中国の巨大経済圏構想「一帯一路」の象徴として2021年12月に開通した「中国ラオス鉄道」の貨物輸送量が急増し、インドシナ半島を縦断する陸路物流網の要衝として存在感を高めている。中国中央テレビ(CGTN)やラオス国営通信(KPL)の報道によれば、2026年6月13日までに同鉄道の年初来累計貨物輸送量は1000万トンを突破。
このうち越境貨物は250万トン超に達し、1日平均輸送量は6万7000トンを上回る。開通から4年半を経て、ラオスからタイ、さらにマレーシアへと繋がる新たな経済回廊の基盤となり、地域産業構造を塗り替えつつある。

その他の写真:イメージ 中国の重慶を出発する貨物車両(中国メディアより)

 中国ラオス鉄道は、中国雲南省昆明とラオス首都ビエンチャンを結ぶ全長1035キロメートルの国際鉄道である。開通当初、越境貨物列車は1日わずか2本にとどまっていたが、需要拡大に伴い現在はピーク時で23本に急増。列車1編成あたりの牽引能力も2000トンから2800トンへと40%引き上げられ、輸送効率は飛躍的に向上した。安定的かつ大量の輸送能力が確保されたことで、従来常態化していた陸路輸送の混雑や貨物損傷といったボトルネックが解消され、荷主企業にとって大幅な物流コスト削減につながっている。

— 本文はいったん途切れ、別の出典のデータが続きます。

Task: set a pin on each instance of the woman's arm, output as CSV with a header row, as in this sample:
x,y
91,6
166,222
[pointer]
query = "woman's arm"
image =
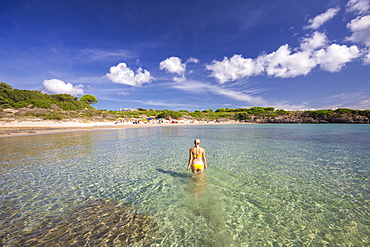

 輸送品目の多様化と高付加価値化も顕著である。運行開始当初は化学肥料や日用雑貨など約10種類に限定されていた取扱品目は、現在では電子機器、太陽光発電関連製品、生鮮果物の冷チェーン輸送など3800種類以上に拡大。中国経済報導によれば、2026年第1四半期における同鉄道経由の輸出入額は68億1000万人民元に達し、前年同期比62.7%増を記録。貨物量の伸びを上回るペースであり、機械電気製品をはじめ高付加価値商品の比率が増加している。特にタイ産など東南アジア果物への中国市場需要は根強く、2026年年初から6月下旬までの果物輸入量は前年同期比約73%増の18万5000トンに達した。

 同鉄道の最大の特徴は、単なる二国間インフラにとどまらず、タイやマレーシア、さらには欧州を結ぶ広域物流ネットワークのハブへ進化している点にある。
現在、この貨物網は19の国・地域、6000社以上の企業にサービスを提供。中国鉄道当局は「ランチャン・メコン急行」と呼ばれる冷チェーン列車の定期運行化に加え、「中国ラオス鉄道」と欧州を結ぶ「中欧班列」を組み合わせた国際複合一貫輸送商品を開発。これによりラオスやタイから欧州までの輸送時間はわずか15日間に短縮され、従来の海上輸送と比べ劇的なスピード向上を実現した。

 一方、陸路の重要性の急速な高まりは、地政学的・地経学的リスクの集中という課題も浮き彫りにしている。ラオス国内では鉄道開通に伴い対中債務が膨張し、利便性と引き換えに経済主権を失う懸念が根強い。さらに中国が鉄道を通じ東南アジア全域の供給網を掌握することは、安全保障上、日米欧にとって看過できない事態となりつつある。タイやマレーシアの日系企業でもサプライチェーン最適化を目的とした利用が進むが、それは同時に中国主導インフラへの依存度を高めるジレンマを孕む。

 かつて「内陸の孤島」と呼ばれたラオスが鉄道によって「陸の連結拠点」へ変貌し、インドシナ半島の経済地図をダイナミックに変革しつつあることは紛れもない事実である。インフラの圧倒的利便性が地域経済成長を牽引する一方、一国の巨大な影響力の下に国際物流が統合される状況に対し、東南アジア諸国がいかに経済的自立性と均衡を維持するか。中国ラオス鉄道が描く新たな物流動脈は、2026年の東南アジアにおける繁栄と緊張の双方を象徴する試金石となっている。